L’Ambassadrice de l’Union européenne en Haïti, Mme Hélène Roos, a effectué une visite de terrain significative dans le département du Sud et la Grand’Anse les 26 et 27 janvier 2026. Cette mission s’inscrit dans le cadre du renforcement de la coopération entre l’Union européenne et les collectivités locales haïtiennes, avec un accent particulier sur la résilience face aux catastrophes naturelles, le développement agricole et l’accès à l’eau potable.
Le lundi 26 janvier, l’Ambassadrice a été accueillie aux Cayes par les autorités municipales, notamment la mairesse Marie Claire Daphné France. Les échanges ont porté sur les projets de partenariat de longue date entre l’UE et la commune, leurs résultats concrets pour les populations et l’avancement imminent d’un important projet de drainage urbain de la ville.
Le lendemain, le 27 janvier, Mme Roos a poursuivi sa tournée par plusieurs activités concrètes :
• Visite d’un centre de transformation de produits agricoles, financé par l’Union européenne et mis en œuvre en collaboration avec les producteurs locaux et la FAO (Organisation des Nations Unies pour l’alimentation et l’agriculture).
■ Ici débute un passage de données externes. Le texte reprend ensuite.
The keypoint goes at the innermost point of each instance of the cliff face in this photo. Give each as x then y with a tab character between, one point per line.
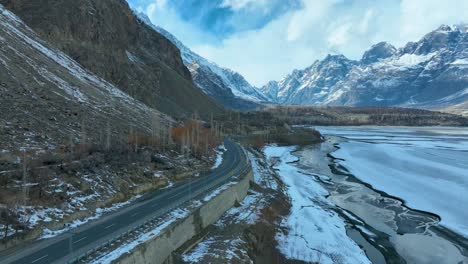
106	38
Ce type d’infrastructure vise à valoriser la production locale, à réduire les pertes post-récolte et à renforcer la sécurité alimentaire dans une région souvent touchée par les aléas climatiques.
• Inspection du chantier de reconstruction du pôle administratif de la mairie de Beaumont (département de la Grand’Anse), un projet porté par la municipalité avec l’appui technique et financier de l’UE, notamment via Expertise France.
• Déplacement sur plusieurs chantiers de l’Agence régionale de l’eau potable aux Cayes, réalisés en partenariat avec l’AECID (Agence espagnole de coopération internationale pour le développement).
Au cours de ces rencontres, l’Ambassadrice a réaffirmé la solidarité indéfectible de l’Union européenne envers les populations du Sud d’Haïti, particulièrement vulnérables aux catastrophes naturelles (ouragans, inondations, séismes). Elle a salué l’engagement des partenaires de mise en œuvre (municipalités, producteurs, FAO, Expertise France, AECID) et surtout l’appropriation des projets par les communautés locales.
« Un partenariat équilibré, basé sur la confiance et orienté vers des résultats tangibles au profit des populations », a-t-elle souligné, insistant sur l’importance de cette approche participative pour assurer la durabilité des initiatives.
Les initiatives observées s’inscrivent dans un portefeuille plus large de projets européens visant à améliorer la sécurité alimentaire, l’accès aux services de base et la gouvernance locale dans le Sud et la Grand’Anse.